It is apparent, especially during the holiday season, that Internet commerce has become an evolving substitute for traditional in-store shopping. In the area of federal identity theft protections, however, purchases over the Internet are not comparable to in-store transactions.
Under the Fair and Accurate Credit Transactions Act (“FACTA”), a person that accepts credit or debit card payments is prohibited from printing more than the last five digits of the card number or the expiration date on any receipt provided at the point of sale or transaction. The U.S. District Court for the Northern District of Illinois, however, recently determined that these FACTA prohibitions do not apply to email order confirmations related to Internet purchases. (Shlahtichman v. 1-800 CONTACTS (N.D. Ill. 2009)
In Shlahtichman v. 1-800 CONTACTS, Inc., the plaintiff purchased contact lenses from the defendant through an Internet transaction with his credit card. The defendant sent the plaintiff a receipt through e-mail which contained the plaintiff’s credit card expiration date. The district court dismissed the plaintiff’s claim that the defendant’s actions were in violation of FACTA for two reasons: 1) an e-mail receipt is not an “electronically printed” receipt under FACTA; and 2) an e-mail receipt is not provided at a transaction’s point of sale.

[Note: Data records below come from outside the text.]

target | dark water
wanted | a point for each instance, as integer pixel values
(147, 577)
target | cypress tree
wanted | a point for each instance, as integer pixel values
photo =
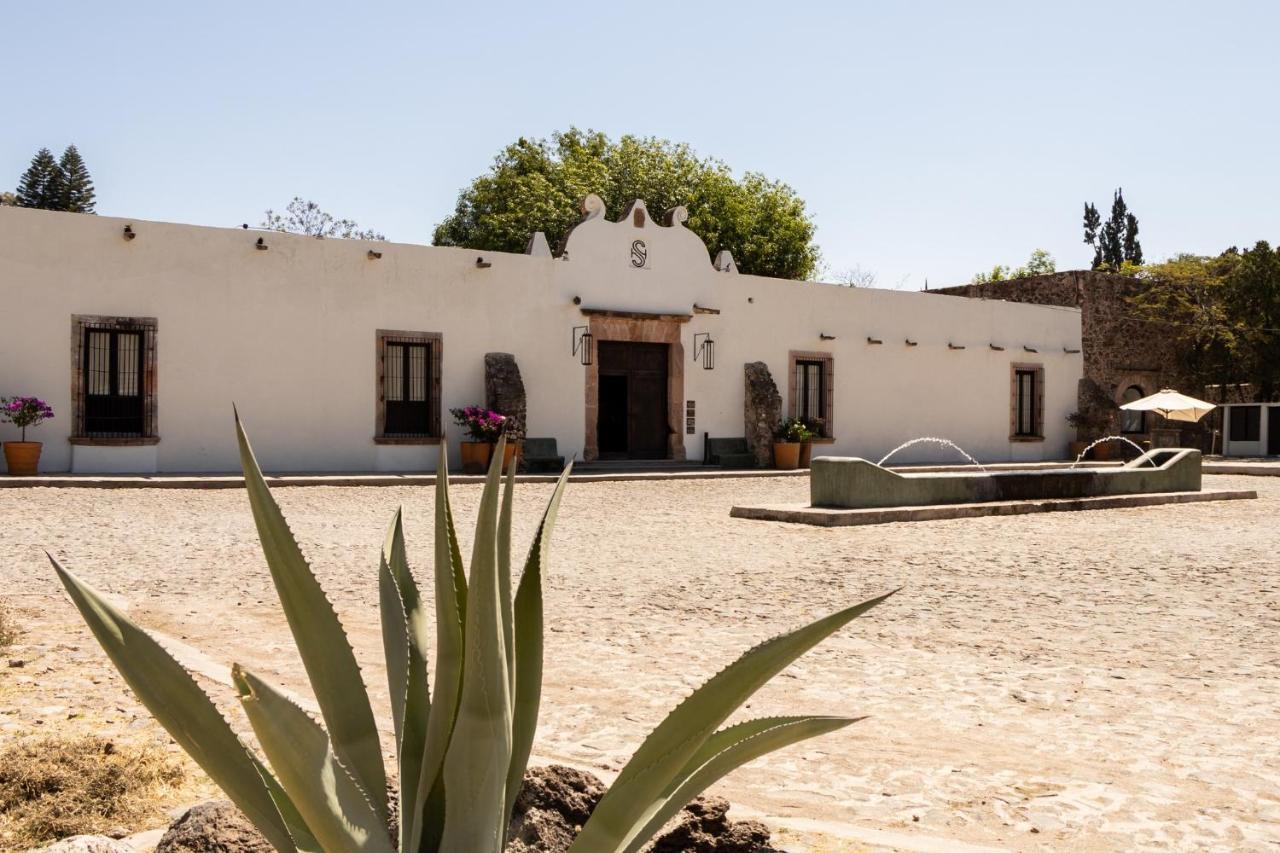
(40, 185)
(1132, 247)
(77, 190)
(1092, 222)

(1) An e-mail receipt is not an electronically printed receipt under FACTA
The relevant FACTA prohibitions are limited to “receipts that are electronically printed.” The court examined the plain meaning of FACTA, as well prior case law analyzing FACTA’s language, and concluded, consistent with the majority of court opinions to date, that e-mail receipts are not “electronically printed” receipts. The judge noted that the word “print” means to transfer information onto paper and not to display on a computer screen. To emphasize the point that print could only refer to a tangible paper receipt, the judge quoted a prior case (Grabein v. Jupiterimages (S.D. Fla. 2008), noting that the definition of “print” only refers to a tangible, paper receipt. That is why a person “has to print a copy of his receipt to get it off of his computer; it is why the machine used to transfer text from a computer to paper is called a printer.”
The Shlahtichman court also looked at Congress’ intent underlying the FACTA, noting that the statute was only meant to prevent low levels of identity theft, such as using information on a receipt obtained from the trash. If FACTA were aimed at protecting email privacy, the court opined, Congress would have explicitly referenced e-mail, as it has done in other statutes.
(2) An e-mail receipt is not provided at a transaction’s point of sale
FACTA also requires that the receipt covered by the statute be provided “at the point of the sale or transaction.” According to the Shlahtichman court, Internet commerce has no tangible point of sale or transaction, and thus FACTA cannot apply to an e-mail receipt resulting from an Internet purchase. E-mail receipts are directed to an account that could be accessed anywhere in the world, and not specifically to the place or computer where the consumer made the purchase. The court concluded that the a point of sale or transaction could only exist in the context of printed paper receipts.
As the Internet continues to drive retail shopping to the virtual realm, with search engines, one-click transactions, and cyber promotions, FACTA’s identity theft protections may become more and more limited. Shoppers eschewing the crowds at the mall should be aware that if they leave their e-mail on view to others, they may not have recourse to relief under FACTA in the event their receipts show too much of their personal data.